Nei capitoli finali, grazie al contributo dell’amico Castel, il protagonista trova un siero in grado di guarire i contagiati, liberando la città dall’isolamento. Al termine della storia racconta la gioia che travolge la popolazione quando si riaprono le porte. Si accorge, però, che la gente vuole dimenticare e far finta che la peste non sia mai esistita. Per lui, invece, la vita non sarà più la stessa, perché la memoria di quell’esperienza non può essere cancellata. Malinconico, il dottore fissa Orano e riflette. Ne è certo. Non si può escludere un ritorno della malattia. 

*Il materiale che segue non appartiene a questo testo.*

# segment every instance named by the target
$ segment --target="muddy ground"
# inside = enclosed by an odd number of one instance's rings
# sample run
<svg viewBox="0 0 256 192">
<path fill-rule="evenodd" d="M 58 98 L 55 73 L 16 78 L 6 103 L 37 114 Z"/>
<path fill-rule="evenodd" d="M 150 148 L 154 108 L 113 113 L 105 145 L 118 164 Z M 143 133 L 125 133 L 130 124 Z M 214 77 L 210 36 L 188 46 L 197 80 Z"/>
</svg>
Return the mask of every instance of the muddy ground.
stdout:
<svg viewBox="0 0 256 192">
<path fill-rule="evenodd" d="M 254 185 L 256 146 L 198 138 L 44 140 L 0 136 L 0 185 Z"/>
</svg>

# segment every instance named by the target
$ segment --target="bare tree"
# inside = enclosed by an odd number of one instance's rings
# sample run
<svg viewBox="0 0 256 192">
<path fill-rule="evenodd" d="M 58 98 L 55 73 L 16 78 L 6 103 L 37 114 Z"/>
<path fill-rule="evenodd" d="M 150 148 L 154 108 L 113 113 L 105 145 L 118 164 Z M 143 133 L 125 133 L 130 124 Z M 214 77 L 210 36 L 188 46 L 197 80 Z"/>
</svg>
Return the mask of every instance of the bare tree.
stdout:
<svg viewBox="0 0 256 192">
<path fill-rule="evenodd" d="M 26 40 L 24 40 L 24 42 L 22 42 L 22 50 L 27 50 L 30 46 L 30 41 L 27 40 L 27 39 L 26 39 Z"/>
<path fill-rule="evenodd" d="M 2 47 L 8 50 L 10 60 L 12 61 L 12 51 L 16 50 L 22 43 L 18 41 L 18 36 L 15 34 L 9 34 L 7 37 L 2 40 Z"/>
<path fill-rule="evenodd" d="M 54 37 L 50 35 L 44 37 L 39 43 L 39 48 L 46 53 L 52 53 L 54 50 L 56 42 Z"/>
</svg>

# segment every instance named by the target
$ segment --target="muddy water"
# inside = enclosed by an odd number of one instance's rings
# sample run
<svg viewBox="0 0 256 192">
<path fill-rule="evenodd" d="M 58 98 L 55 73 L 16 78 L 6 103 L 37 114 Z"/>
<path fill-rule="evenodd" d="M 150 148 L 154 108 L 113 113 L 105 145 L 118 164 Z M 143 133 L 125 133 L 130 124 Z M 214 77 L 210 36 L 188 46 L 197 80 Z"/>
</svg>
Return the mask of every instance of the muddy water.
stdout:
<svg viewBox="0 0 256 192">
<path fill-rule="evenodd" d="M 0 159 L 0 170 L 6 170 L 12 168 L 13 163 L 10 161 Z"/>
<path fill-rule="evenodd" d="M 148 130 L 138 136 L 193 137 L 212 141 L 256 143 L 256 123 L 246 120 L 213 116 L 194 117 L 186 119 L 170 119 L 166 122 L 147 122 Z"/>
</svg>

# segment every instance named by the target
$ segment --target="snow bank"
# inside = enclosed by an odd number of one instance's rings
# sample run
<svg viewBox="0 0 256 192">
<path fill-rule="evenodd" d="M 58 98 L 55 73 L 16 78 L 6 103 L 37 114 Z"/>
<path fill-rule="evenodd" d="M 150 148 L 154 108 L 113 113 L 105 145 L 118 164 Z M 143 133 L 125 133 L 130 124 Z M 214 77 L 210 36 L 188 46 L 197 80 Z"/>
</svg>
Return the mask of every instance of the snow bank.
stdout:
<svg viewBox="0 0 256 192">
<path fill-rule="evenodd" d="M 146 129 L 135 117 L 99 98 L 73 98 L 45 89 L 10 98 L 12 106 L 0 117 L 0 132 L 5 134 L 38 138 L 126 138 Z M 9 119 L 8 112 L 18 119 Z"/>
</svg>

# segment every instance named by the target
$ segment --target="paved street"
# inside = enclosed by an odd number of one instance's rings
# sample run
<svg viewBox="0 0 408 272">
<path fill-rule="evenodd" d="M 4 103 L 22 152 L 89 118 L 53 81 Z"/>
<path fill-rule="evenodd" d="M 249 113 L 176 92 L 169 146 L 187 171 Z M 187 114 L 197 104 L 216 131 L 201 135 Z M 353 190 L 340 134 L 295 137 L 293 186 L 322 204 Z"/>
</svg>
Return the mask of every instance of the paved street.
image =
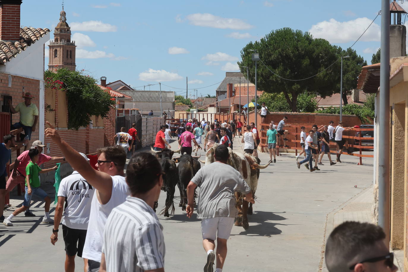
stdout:
<svg viewBox="0 0 408 272">
<path fill-rule="evenodd" d="M 240 139 L 234 142 L 234 149 L 239 151 Z M 269 160 L 267 153 L 259 156 L 262 163 Z M 248 216 L 249 228 L 233 228 L 224 271 L 317 271 L 319 266 L 324 270 L 321 261 L 326 227 L 328 235 L 344 220 L 371 220 L 367 210 L 372 199 L 372 158 L 364 158 L 363 166 L 357 165 L 357 157 L 343 156 L 343 163 L 332 166 L 326 159 L 326 165 L 319 166 L 320 171 L 313 173 L 303 166 L 298 169 L 293 153 L 277 159 L 276 163 L 261 170 L 254 213 Z M 47 187 L 53 188 L 51 184 Z M 21 205 L 21 197 L 11 197 L 19 199 L 13 200 L 13 205 Z M 165 199 L 162 193 L 158 212 Z M 42 204 L 34 203 L 34 213 L 42 215 Z M 166 240 L 166 271 L 202 271 L 206 257 L 200 221 L 195 214 L 189 219 L 176 207 L 170 218 L 159 216 Z M 9 208 L 5 215 L 15 209 Z M 15 226 L 0 226 L 4 234 L 0 237 L 0 270 L 63 271 L 62 235 L 52 245 L 52 226 L 41 223 L 42 218 L 18 216 Z M 82 271 L 82 260 L 77 259 L 77 263 L 75 271 Z"/>
</svg>

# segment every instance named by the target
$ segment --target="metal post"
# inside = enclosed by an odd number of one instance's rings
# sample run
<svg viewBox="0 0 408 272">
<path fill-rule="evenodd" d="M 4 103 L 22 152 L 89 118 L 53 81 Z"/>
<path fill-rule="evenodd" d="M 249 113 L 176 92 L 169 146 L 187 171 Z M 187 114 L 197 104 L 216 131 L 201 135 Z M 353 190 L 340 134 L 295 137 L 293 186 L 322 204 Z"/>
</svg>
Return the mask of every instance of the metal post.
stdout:
<svg viewBox="0 0 408 272">
<path fill-rule="evenodd" d="M 390 224 L 390 3 L 382 0 L 381 5 L 381 67 L 380 70 L 380 105 L 378 152 L 378 225 L 386 234 L 386 245 L 389 245 Z"/>
</svg>

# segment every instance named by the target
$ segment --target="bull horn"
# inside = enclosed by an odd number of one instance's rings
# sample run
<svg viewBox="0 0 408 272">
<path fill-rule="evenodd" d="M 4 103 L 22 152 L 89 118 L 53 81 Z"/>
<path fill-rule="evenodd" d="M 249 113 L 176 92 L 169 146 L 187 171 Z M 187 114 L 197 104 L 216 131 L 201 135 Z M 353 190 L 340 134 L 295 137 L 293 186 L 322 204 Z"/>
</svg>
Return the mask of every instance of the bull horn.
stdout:
<svg viewBox="0 0 408 272">
<path fill-rule="evenodd" d="M 267 167 L 272 162 L 272 161 L 269 161 L 269 162 L 268 162 L 268 163 L 265 165 L 259 165 L 259 164 L 257 164 L 257 166 L 256 166 L 256 168 L 257 168 L 259 169 L 264 169 L 265 168 Z"/>
</svg>

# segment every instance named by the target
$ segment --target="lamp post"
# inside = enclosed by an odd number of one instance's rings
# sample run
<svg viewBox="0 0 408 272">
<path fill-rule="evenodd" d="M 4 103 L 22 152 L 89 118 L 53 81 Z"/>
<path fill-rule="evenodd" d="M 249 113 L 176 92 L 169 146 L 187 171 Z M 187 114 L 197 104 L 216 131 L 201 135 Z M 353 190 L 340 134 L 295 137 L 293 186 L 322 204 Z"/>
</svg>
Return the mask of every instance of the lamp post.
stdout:
<svg viewBox="0 0 408 272">
<path fill-rule="evenodd" d="M 343 59 L 350 57 L 350 56 L 341 57 L 341 71 L 340 73 L 340 121 L 341 121 L 343 117 Z"/>
</svg>

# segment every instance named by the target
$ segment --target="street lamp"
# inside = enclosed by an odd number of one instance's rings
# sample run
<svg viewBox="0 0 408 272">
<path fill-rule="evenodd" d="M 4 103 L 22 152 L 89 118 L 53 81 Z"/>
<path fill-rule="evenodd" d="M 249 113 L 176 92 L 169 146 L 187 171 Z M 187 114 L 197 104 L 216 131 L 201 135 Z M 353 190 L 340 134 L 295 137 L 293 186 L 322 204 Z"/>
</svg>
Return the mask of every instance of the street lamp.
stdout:
<svg viewBox="0 0 408 272">
<path fill-rule="evenodd" d="M 249 115 L 248 115 L 248 108 L 249 107 L 249 74 L 248 66 L 241 66 L 242 68 L 246 68 L 246 125 L 249 122 Z M 241 95 L 241 94 L 239 94 Z"/>
<path fill-rule="evenodd" d="M 340 122 L 341 122 L 343 117 L 343 59 L 350 57 L 350 56 L 341 57 L 341 71 L 340 80 Z"/>
</svg>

Per quanto contagiosa, un’infezione può essere debellata. Al contrario, secondo Camus, nessuna vittoria può essere definitiva e assoluta: «il bacillo della peste non muore né scompare mai (…)». Per l’autore l’epidemia va oltre la biologia. È la metafora della fragilità umana, del male universale, che colpisce gli uomini e come un batterio li contagia in maniera subdola e imprevedibile. È parte integrante dell’esistenza. L’unica soluzione è agire, cercando risorse nella voglia di riscatto della collettività.
Anche l’allegoria della guerra è ben evidente. Camus denuncia quel male che negli anni Quaranta dilaga in Europa con il nome di nazionalsocialismo, diventato inarrestabile perché sottovalutato ai primi sintomi. Proprio come accade a Rieux e ai suoi concittadini alla vista del primo ratto morto.
Significativo come lo scrittore algerino abbia scelto una malattia infettiva per denunciare il nazismo. Lui che da giovane si era ammalato di tubercolosi e per questo motivo era stato costretto ad abbandonare l’amato pallone.